La valeur de l’arrêt réside dans son exemplarité pratique. Il illustre le moment où le redressement cède face à la réalité économique. La demande du débiteur lui-même accrédite le constat d’échec. Le jugement acte la fin d’une procédure de redressement devenue sans objet. Son influence sur l’évolution du droit sera probablement faible. Il confirme une jurisprudence bien établie sur le prononcé de la liquidation. Sa principale vertu est d’offrir une application pédagogique des dispositions légales.
Le Tribunal de commerce de Chalon-sur-Saône, par jugement du 16 janvier 2025, statue sur l’avenir d’une société placée en redressement judiciaire depuis juin 2024. Le débiteur et le mandataire judiciaire sont entendus. La société sollicite sa propre liquidation. Le tribunal, constatant l’absence de possibilité de redressement, prononce la liquidation judiciaire.
La décision tranche la question de savoir dans quelles conditions une procédure de redressement judiciaire doit être convertie en liquidation judiciaire. Le tribunal retient que l’insuffisance de trésorerie, le faible niveau d’activité et l’absence de perspective favorable rendent toute poursuite d’activité ou cession impossible. Il en déduit la nécessité de prononcer la liquidation.

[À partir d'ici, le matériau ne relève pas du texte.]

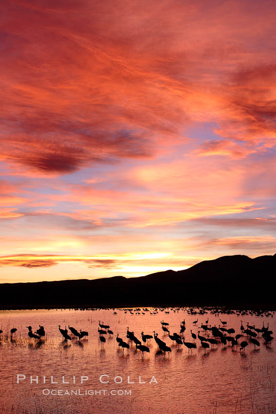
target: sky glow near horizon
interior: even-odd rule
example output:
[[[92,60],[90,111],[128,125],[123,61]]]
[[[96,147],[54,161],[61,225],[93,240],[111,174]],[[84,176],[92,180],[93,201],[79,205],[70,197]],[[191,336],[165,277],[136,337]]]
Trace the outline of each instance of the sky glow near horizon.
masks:
[[[3,8],[0,282],[276,253],[274,2]]]

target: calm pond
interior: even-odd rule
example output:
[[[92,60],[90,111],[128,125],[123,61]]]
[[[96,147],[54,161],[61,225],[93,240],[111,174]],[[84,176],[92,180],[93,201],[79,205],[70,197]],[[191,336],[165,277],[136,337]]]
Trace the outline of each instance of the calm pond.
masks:
[[[184,320],[185,341],[192,343],[191,330],[197,335],[199,330],[200,335],[214,338],[211,331],[200,329],[207,320],[208,325],[233,328],[233,337],[241,334],[241,320],[245,328],[248,322],[259,329],[269,324],[269,329],[273,331],[274,312],[258,316],[235,311],[220,312],[218,316],[211,309],[199,314],[199,310],[194,309],[193,314],[186,308],[147,309],[133,308],[131,313],[129,310],[119,309],[0,312],[3,331],[0,340],[0,412],[276,413],[273,340],[266,345],[259,333],[256,339],[260,346],[255,349],[250,337],[244,333],[238,339],[239,344],[246,340],[248,344],[244,352],[240,352],[239,344],[234,349],[231,344],[224,347],[219,338],[216,338],[218,345],[212,348],[210,343],[205,350],[197,338],[197,348],[192,353],[184,345],[179,347],[175,341],[173,343],[161,323],[164,320],[169,324],[165,326],[172,335],[180,333]],[[197,320],[196,324],[193,323]],[[113,335],[103,335],[105,342],[99,339],[98,329],[105,329],[99,327],[99,321],[109,325],[113,332]],[[41,341],[29,338],[26,327],[32,326],[34,334],[39,325],[44,327],[45,336]],[[63,340],[59,325],[62,329],[67,326],[71,340]],[[71,334],[69,326],[87,331],[89,335],[79,341]],[[142,344],[148,347],[150,352],[145,352],[143,358],[134,342],[127,338],[128,327]],[[11,340],[13,328],[17,331]],[[148,344],[143,342],[141,332],[153,336],[153,331],[171,352],[161,352],[154,339]],[[129,344],[129,349],[118,346],[117,334]]]

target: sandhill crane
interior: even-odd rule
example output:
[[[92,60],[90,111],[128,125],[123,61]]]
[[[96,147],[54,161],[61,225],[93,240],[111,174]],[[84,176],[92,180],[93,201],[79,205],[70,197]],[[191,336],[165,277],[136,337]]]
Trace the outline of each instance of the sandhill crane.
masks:
[[[180,333],[181,334],[183,334],[185,330],[186,330],[186,327],[185,326],[184,326],[182,325],[180,325]]]
[[[119,334],[117,334],[117,336],[116,336],[116,341],[117,341],[117,342],[118,342],[118,345],[119,345],[119,344],[120,343],[120,342],[122,342],[122,341],[123,340],[123,339],[122,339],[122,338],[119,338]]]
[[[227,330],[226,329],[226,328],[221,328],[220,325],[219,325],[219,329],[220,330],[220,331],[221,331],[221,332],[227,332]]]
[[[157,345],[158,345],[159,349],[161,349],[161,345],[166,345],[166,344],[165,342],[164,342],[163,340],[162,340],[161,339],[160,339],[157,336],[158,336],[158,334],[156,334],[155,331],[153,331],[153,332],[154,334],[154,340],[155,340],[155,342],[156,342],[156,343],[157,344]]]
[[[74,328],[73,328],[73,326],[69,326],[68,325],[68,329],[70,330],[71,331],[71,333],[72,335],[74,335],[75,337],[77,336],[77,334],[78,333],[78,331],[76,329],[75,329]]]
[[[44,331],[44,327],[41,326],[41,325],[39,325],[39,329],[37,329],[36,332],[40,337],[45,337],[45,331]]]
[[[221,342],[222,344],[223,348],[224,348],[224,346],[227,345],[227,341],[225,337],[221,337]]]
[[[201,341],[205,341],[205,342],[207,341],[207,338],[205,338],[205,337],[202,337],[201,335],[200,335],[200,331],[198,332],[198,338]]]
[[[209,329],[207,325],[202,325],[202,323],[201,324],[201,326],[200,327],[202,328],[202,329],[204,329],[204,331],[207,331]]]
[[[145,342],[147,341],[147,343],[148,342],[148,339],[152,339],[153,338],[152,335],[144,335],[144,332],[141,332],[141,335],[142,336],[142,339],[144,342]]]
[[[164,355],[166,356],[166,352],[171,352],[171,349],[169,347],[169,346],[167,346],[167,345],[163,342],[160,344],[160,348],[161,349],[164,353]]]
[[[86,331],[82,331],[81,329],[80,329],[79,332],[80,333],[80,339],[81,339],[84,337],[88,336],[88,332],[87,332]]]
[[[172,340],[172,342],[173,342],[173,341],[174,341],[174,340],[175,340],[175,337],[174,336],[174,335],[170,335],[169,331],[168,331],[168,337],[169,337],[169,338],[170,339],[171,339],[171,340]]]
[[[247,342],[246,340],[243,340],[242,342],[240,342],[240,348],[239,348],[239,352],[242,350],[244,351],[245,349],[245,347],[247,346],[248,345],[248,342]]]
[[[216,339],[213,339],[213,338],[209,338],[209,335],[207,337],[207,340],[211,344],[211,348],[214,345],[218,345],[218,341]]]
[[[256,345],[257,346],[260,346],[260,343],[257,339],[256,339],[255,338],[250,338],[250,342],[252,342],[252,343],[254,344],[254,349],[256,349]]]
[[[253,331],[251,331],[250,329],[244,329],[243,331],[245,334],[246,334],[248,336],[250,337],[254,337],[255,338],[257,337],[257,334],[256,332],[253,332]]]
[[[63,338],[64,338],[64,339],[66,341],[68,339],[71,340],[71,337],[70,337],[68,335],[68,334],[67,334],[68,331],[66,328],[66,327],[65,326],[65,329],[60,329],[60,325],[58,325],[58,329],[59,329],[59,332],[60,332],[60,333],[61,334],[62,336],[63,337]]]
[[[197,339],[197,336],[196,335],[196,334],[193,334],[193,332],[192,332],[192,330],[191,330],[191,336],[192,336],[192,338],[193,338],[193,339],[194,339],[194,341],[195,341],[195,340],[196,339]]]
[[[146,346],[145,345],[137,345],[136,344],[136,348],[137,349],[140,349],[140,351],[142,351],[142,358],[144,358],[144,352],[149,352],[149,348],[147,346]]]
[[[183,338],[183,343],[188,348],[188,353],[190,353],[190,349],[192,354],[193,353],[193,348],[196,348],[197,346],[195,343],[193,343],[191,342],[185,342],[185,338]]]
[[[104,337],[102,336],[102,334],[100,334],[100,340],[102,343],[102,346],[104,344],[104,343],[106,341],[106,339]]]
[[[138,338],[133,335],[132,337],[132,340],[135,342],[135,345],[142,345],[141,341]]]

**La consécration d’un contrôle substantiel de l’impossibilité de redressement**
Le jugement opère une appréciation concrète des éléments constitutifs de l’impossibilité de redressement. Le tribunal ne se contente pas d’un constat formel. Il procède à une analyse économique substantielle de la situation. Il relève ainsi « le niveau d’activité de l’entreprise, l’insuffisance de trésorerie et l’absence de perspective favorable ». Cette énumération reprend les critères classiques de la cessation des paiements et de la défaillance économique. La décision valide une approche globale. La simple survie artificielle de l’entreprise est écartée.
Cette motivation s’inscrit dans la ligne jurisprudentielle exigeant une réelle possibilité de redressement. La Cour de cassation rappelle que le maintien de l’activité nécessite des perspectives sérieuses. Le tribunal de commerce applique strictement ce principe. L’absence de projet crédible conduit inéluctablement à la liquidation. Le juge vérifie ainsi l’effectivité des conditions légales. Sa décision évite une prolongation vaine de la procédure. Elle protège les intérêts des créanciers.
**La portée limitée d’une décision d’espèce fondée sur l’appréciation souveraine des juges**
La portée de ce jugement semble toutefois circonscrite aux particularités de l’espèce. La décision repose sur l’appréciation souveraine des éléments de fait par les juges du fond. Aucun principe nouveau n’est énoncé. Le tribunal applique le droit existant à une situation économique dégradée. La solution paraît dictée par l’évidence de la faillite. Elle ne modifie pas l’équilibre des textes du code de commerce.
La valeur de l’arrêt réside dans son exemplarité pratique. Il illustre le moment où le redressement cède face à la réalité économique. La demande du débiteur lui-même accrédite le constat d’échec. Le jugement acte la fin d’une procédure de redressement devenue sans objet. Son influence sur l’évolution du droit sera probablement faible. Il confirme une jurisprudence bien établie sur le prononcé de la liquidation. Sa principale vertu est d’offrir une application pédagogique des dispositions légales.